Cependant Marguerite ne se cachait pas qu’elle avait devant elle une lutte difficile et qui réclamait de la force et de la persévérance. Elle sentait le besoin d’un appui pour amener à bonne fin en France une transformation semblable à celle qui renouvelait alors l’Allemagne. Ce n’était pas assez du comte de Haute-Flamme, à Strasbourg ; il lui fallait, à côté d’elle, un soutien qui la mît en état de supporter les mécontentements de son frère. Dieu parut vouloir le lui donner.

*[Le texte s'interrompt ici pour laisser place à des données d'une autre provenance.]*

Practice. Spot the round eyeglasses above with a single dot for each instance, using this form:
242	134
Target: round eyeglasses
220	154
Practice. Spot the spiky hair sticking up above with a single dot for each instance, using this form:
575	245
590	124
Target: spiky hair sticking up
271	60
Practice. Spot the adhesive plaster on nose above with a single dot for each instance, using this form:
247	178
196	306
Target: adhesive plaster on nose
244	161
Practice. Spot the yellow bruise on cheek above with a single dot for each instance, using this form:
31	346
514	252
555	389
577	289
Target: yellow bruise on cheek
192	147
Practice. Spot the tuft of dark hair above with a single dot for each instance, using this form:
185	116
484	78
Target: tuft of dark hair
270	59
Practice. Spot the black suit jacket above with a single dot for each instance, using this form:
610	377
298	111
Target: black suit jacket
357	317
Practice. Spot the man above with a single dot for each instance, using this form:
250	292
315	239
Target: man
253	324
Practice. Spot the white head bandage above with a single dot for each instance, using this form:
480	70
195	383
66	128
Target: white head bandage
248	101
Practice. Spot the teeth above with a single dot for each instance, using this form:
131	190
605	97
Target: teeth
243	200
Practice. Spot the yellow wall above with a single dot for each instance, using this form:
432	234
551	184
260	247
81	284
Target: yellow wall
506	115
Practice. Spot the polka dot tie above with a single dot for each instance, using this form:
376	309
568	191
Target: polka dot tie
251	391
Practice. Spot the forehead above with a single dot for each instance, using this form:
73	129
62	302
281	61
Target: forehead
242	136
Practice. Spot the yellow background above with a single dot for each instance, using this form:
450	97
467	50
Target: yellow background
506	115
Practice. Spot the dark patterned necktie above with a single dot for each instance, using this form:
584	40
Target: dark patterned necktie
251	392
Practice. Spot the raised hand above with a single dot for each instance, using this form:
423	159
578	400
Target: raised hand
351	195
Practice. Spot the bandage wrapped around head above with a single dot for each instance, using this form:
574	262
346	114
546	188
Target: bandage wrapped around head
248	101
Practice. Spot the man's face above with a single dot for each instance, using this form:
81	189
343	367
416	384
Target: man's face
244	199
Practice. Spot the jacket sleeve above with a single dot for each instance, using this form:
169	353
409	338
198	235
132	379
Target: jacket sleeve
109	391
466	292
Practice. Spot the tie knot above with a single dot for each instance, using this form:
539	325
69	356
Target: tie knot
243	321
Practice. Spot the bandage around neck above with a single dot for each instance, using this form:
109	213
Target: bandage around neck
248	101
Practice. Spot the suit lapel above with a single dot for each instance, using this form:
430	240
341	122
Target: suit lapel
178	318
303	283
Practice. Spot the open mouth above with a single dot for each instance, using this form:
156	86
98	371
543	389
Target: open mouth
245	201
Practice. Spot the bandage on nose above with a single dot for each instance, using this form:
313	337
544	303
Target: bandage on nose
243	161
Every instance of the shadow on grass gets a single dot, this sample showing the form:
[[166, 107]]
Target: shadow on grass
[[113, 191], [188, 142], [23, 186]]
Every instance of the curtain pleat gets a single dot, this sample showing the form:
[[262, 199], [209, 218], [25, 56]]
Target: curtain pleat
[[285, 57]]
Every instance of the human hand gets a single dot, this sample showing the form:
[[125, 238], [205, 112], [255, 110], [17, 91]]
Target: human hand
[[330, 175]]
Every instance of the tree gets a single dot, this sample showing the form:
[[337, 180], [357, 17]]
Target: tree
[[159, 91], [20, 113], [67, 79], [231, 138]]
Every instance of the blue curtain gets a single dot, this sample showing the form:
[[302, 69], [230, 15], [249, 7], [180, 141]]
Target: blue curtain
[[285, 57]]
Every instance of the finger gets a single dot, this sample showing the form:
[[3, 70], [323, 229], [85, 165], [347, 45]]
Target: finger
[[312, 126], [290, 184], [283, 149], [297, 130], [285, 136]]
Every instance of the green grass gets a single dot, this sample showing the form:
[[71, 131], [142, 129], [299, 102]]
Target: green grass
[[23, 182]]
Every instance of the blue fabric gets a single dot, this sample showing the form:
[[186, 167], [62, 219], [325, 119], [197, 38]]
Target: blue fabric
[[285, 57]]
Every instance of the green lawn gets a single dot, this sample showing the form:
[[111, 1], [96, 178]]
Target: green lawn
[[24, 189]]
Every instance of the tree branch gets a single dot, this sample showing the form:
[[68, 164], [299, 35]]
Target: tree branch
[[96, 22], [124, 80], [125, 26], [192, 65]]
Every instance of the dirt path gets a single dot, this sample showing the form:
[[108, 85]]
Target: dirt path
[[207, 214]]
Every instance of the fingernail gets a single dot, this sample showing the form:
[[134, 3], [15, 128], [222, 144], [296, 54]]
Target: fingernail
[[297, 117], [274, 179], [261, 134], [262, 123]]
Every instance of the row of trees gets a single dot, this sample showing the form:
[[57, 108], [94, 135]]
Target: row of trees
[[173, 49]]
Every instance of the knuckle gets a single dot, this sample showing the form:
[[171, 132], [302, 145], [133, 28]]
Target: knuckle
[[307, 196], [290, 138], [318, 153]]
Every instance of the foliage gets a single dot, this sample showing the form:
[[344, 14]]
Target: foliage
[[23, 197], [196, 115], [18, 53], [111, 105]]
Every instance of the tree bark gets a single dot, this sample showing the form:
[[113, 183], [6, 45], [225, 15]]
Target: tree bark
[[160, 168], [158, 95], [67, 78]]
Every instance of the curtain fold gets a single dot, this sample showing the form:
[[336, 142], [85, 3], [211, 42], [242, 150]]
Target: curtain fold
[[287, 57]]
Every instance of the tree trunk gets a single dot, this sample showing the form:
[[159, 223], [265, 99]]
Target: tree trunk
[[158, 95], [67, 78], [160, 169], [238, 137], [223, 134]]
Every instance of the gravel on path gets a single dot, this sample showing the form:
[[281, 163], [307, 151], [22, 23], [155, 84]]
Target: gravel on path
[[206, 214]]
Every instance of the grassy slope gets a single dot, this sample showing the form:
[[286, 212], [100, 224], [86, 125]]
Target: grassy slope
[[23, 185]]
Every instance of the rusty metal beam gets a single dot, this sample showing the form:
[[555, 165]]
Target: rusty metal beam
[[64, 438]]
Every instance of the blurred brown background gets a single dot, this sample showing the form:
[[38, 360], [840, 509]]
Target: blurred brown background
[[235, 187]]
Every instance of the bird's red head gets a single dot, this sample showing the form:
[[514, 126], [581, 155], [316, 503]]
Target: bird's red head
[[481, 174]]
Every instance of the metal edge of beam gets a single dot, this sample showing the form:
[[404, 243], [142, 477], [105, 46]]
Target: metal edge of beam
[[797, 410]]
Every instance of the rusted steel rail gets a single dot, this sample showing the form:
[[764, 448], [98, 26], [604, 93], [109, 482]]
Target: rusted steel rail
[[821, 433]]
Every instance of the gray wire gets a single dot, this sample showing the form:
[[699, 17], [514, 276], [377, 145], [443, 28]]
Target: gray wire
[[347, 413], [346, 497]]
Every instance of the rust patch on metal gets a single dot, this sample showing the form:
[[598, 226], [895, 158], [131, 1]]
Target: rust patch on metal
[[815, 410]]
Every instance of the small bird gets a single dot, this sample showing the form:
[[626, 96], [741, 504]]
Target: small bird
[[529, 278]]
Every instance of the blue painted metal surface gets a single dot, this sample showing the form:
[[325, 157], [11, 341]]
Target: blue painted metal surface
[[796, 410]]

Il y avait à la cour un prince, jeune, vif, spirituel, d’une belle apparence, courageux, gai, un peu rude parfois, qui avait eu déjà d’étonnantes aventures ; et, ce qui n’était pas peu de chose aux yeux de Marguerite, qui avait été le compagnon d’armes et de captivité de François Ier. C’était Henri d’Albret, roi de Navarre, roi de droit sinon de fait, alors âgé de 24 ans. La communauté d’infortune avait uni d’une étroite amitié François et Henri, et bientôt le jeune d’Albret conçut une vive affection pour la sœur de son ami. Henri aimait les lettres, avait une grande vivacité d’esprit et parlait avec facilité, même avec éloquence. On aimait à l’entendre raconter avec grâce, dans les cercles de la cour, la manière dont il s’était échappé du fort de Pizzighitone, où il avait été renfermé après la bataille de Pavie. « En vain, disait-il, j’offrais à l’Empereur une riche rançon, il faisait la sourde-oreille. Résolu d’échapper à mes geôliers, je gagnai deux de mes gardes ; je me procurai une échelle de corde ; et moi et Vivis (c’était son page), nous la suspendîmes à la fenêtre pendant la nuit. Ma chambre était à une grande hauteur, et située dans la principale tour, au-dessus des fossés. Mais décidé à sacrifier ma vie plutôt que les États de mes pères, je me revêtis des habits de l’un de mes gens qui lui-même prit ma place dans mon lit. J’ouvris la fenêtre ; c’était vive nuit ; je me suspendis entre la terre et le ciel ; je descendis lentement le long des hautes murailles ; je touchai terre, j’escaladai les fossés, je sortis du château de Pavie, et fis tant avec l’aide de Dieu, que la veille de Noël (1525) j’arrivai à Saint-Justf. »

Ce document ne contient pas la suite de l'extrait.